Uma das lendas mais célebres da música popular brasileira conta que o poeta Vinícius de Moraes (1913-1980) que se orgulhava de ser “o branco mais preto do Brasil” e o violonista Baden Powell (1937-2000), o maior instrumentista do país no início dos anos 1960, se trancaram por três meses em um apartamento para compor um álbum no ano de 1965.
Após dezenas de litros de uísque - importados com as facilidades que o poeta tinha por ainda ser diplomata - surgiram 25 músicas. Todas escritas sob a influência recíproca da música das religiões afro-brasileiras. Os ritmos dos pontos de candomblé fascinavam os parceiros desde o ano de 1962, quando tinham composto “Berimbau”.
Neste trimestre etílico-criativo, nasceu uma obra-prima da música brasileira, o disco “Os Afro-Sambas”, lançado originalmente em janeiro de 1966.
Como comemoração aos 50 anos do lançamento do álbum, Noize Record Club relança o disco em uma tiragem do LP em 180 gramas, prensada na fábrica Vinil Brasil, em São Paulo.
Segundo Rafael Rocha, diretor de criação da gravadora, a relançamento se deve ao fato do álbum “ser um marco na MPB ao fundir elementos da religião africana com a bossa e o samba. Algo tão importante e contemporâneo até hoje, como vemos em tantos discos atuais”.
“Os Afro-sambas”tem oito faixas.

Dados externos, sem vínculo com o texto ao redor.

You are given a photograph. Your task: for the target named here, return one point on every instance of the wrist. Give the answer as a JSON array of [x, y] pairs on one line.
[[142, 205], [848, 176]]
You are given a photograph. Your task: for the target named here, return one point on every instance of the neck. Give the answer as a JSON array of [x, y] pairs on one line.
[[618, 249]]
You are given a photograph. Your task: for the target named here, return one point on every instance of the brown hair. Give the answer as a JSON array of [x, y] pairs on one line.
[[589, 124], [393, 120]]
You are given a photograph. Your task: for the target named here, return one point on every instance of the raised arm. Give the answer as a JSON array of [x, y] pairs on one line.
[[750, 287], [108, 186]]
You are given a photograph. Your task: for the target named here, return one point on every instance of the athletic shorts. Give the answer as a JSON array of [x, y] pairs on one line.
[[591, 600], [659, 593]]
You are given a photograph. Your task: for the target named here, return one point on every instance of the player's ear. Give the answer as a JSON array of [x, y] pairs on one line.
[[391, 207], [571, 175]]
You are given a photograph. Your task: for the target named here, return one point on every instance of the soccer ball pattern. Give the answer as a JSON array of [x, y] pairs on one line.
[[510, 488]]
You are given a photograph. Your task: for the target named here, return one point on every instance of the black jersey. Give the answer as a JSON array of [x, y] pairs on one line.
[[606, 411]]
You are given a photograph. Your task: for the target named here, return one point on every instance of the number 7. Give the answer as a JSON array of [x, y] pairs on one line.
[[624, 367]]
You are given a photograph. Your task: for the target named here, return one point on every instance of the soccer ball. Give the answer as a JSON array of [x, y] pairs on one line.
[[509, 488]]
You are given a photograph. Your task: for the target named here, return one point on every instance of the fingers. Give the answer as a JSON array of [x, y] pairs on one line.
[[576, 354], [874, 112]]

Dentre elas, músicas que se tornariam clássicos como “O Canto de Ossanha”.
Baden ao violão divide os vocais com Vinícius e um “coro afetivo” que faz as vezes dos frequentadores de um terreiro de candomblé. Compõem o coro um médico pessoal de Vinícius, a atriz Betty Faria, o conjunto vocal Quarteto em Cy e entre outros amigos.

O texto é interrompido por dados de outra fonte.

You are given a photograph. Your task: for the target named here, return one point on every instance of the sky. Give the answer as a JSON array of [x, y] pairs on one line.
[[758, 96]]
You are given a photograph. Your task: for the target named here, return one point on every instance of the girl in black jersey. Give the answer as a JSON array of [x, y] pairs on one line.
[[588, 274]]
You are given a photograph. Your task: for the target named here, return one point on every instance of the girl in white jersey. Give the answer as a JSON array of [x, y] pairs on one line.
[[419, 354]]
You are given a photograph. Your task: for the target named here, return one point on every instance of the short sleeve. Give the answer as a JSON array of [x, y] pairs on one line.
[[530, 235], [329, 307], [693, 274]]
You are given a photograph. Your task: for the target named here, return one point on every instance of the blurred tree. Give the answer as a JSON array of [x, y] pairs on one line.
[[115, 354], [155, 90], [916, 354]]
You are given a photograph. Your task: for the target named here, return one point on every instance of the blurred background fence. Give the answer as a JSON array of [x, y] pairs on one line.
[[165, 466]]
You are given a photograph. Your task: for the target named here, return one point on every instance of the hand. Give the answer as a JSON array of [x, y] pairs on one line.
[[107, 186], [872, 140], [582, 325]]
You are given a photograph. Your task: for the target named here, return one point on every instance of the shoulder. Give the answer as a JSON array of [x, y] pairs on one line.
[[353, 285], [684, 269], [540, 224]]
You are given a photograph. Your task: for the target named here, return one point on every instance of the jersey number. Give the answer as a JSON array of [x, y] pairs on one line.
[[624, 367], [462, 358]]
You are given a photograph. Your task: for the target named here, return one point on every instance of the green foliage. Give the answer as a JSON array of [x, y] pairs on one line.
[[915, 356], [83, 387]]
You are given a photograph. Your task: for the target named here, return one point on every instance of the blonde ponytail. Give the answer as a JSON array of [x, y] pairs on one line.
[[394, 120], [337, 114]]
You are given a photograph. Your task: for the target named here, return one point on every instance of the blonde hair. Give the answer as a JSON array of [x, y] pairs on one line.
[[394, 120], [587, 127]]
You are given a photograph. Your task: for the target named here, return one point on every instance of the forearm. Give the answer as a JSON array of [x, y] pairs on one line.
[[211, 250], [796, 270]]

Capa original do álbum lançado em 1966.
Ruptura
Para o escritor e crítico musical Nélson Motta, o disco caiu como uma “bomba de ritmo sobre o intimismo da bossa nova” e provocou uma ruptura na música brasileira.

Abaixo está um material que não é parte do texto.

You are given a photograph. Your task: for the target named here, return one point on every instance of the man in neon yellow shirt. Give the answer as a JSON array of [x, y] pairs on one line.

“Com a bossa nova já decadente no Brasil e com seu parceiro Tom Jobim nos Estados Unidos, Vinícius mudou de novo e criou um estilo oposto à bossa branca e carioca, inspirado pelos rimos e cantos do candomblé da Bahia e pelo mundo dos orixás”, explica Motta.
No texto original de apresentação do disco, Vinícius escreveu que ele e Baden conseguiram “carioquizar, dentro do samba moderno, o candomblé afro-brasileiro dando-lhe ao mesmo tempo uma dimensão universal”.
A viúva de Baden, Sílvia Powell, disse que o marido tinha paixão especial por este trabalho.
“Era pra ele, a composição que veio pra ficar. Gostava muito do disco, mesmo que a parte técnica não fosse das melhores. Não existia tecnologia de ponta, imagina se existisse”.Para ela, qualquer rótulo que se queira colocar no álbum é supérfluo. “Afro-Sambas, por si só já diz tudo”.